| I will try to elaborate without trying to insult anyone. It might be harsh but I am sure the author can handle it. First of all look at this sales copy of the book.
https://www.effectiveengineer.com/book It looks like a weight loss e-book product designed to trick ambitious people into impulse buying. It tries to build credibility by name dropping "google", "facebook", "insert big company here" every other paragraph. Then there are testimonials about how great the advice is from "LeaderLeaderLeader" enterprise hierarchy pattern i.e people with big titles from popular silicon valley companies. Everything in that page is designed and optimized to make you buy the package. For a price of 250$ you too can know the secrets of effective Engineers. To sell this content first create and exploit an insecurity in jr.Engineers or fresh job seekers in technology by saying they are not an effective engineer unless they buy this book/package and read the content and then they too will be part of the club and work at a big name brand company. Some people in our work places are exceptionally good at social engineering and not so much in actual engineering. The sales copy co-opted the "engineering" discipline to sell some curated content. This looks much similar to team/company "politics". I do not think people in "effective engineering" business do this. This is certainly what people in content business do. Now compare that to some other book for a contrast.
https://basecamp.com/books/getting-real Engineering is just like any other skill for e.g., like playing chess or piano or swimming etc. You get better by doing it many times and failing often.
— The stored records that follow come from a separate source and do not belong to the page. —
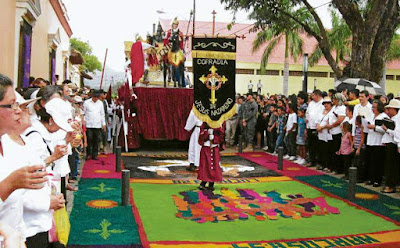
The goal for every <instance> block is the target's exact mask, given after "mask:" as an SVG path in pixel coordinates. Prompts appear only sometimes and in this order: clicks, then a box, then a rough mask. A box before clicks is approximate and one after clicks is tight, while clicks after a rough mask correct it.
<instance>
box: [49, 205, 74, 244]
mask: <svg viewBox="0 0 400 248" xmlns="http://www.w3.org/2000/svg"><path fill="white" fill-rule="evenodd" d="M53 217H54V222H55V227H56V234H57V239H58V242H60V243H61V244H63V245H67V243H68V237H69V232H70V229H71V224H70V222H69V216H68V213H67V210H66V209H65V206H64V207H63V208H61V209H59V210H57V211H55V212H54V214H53Z"/></svg>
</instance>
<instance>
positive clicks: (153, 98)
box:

To be good at engineering involves many factors like genetics, discipline, irrational love and passion for a particular domain, patience, exposure to better ideas and better people. Even you are good at engineering, to be effective at a company/market, you need to know the right people and have right social and financial skills to get name and recognition. Some how, effective engineering has become synonymous with what happens at big name company teams which I think is very wrong. If you look at the real world, once companies reach a bigger size, they stop doing effective anything. They just buy other small companies which spend more time on making effective products. This content seems to be analogous to "founders at work" but a better title would have been "engineers at the enterprise". |
To be good at sales copy also involves many factors, like interviewing your prospective customers, understanding what language they use to describe their problems, listening for what dreams they actually have, addressing their concerns by establishing credibility, and having a strong desire to help them achieve their goals.
Good sales copy doesn't aim to "trick" people; it aims to show that the product being sold will achieve the prospective customer's goals.
The reason I'm sharing this perspective is that many engineers do look down on marketing and sales copy as something that's automatically "bad." And that automatic association does them a disservice.
They write awesome code or build awesome products and features that could add so much value to the world, but they then just expect anyone to automatically see that value. They don't take the time to understand what their users' problems might be, to share how what they built might solve those problems, and to "market" their solutions. That mismatch of supply and demand ends up being a missed opportunity, and sadly, this happens all the time.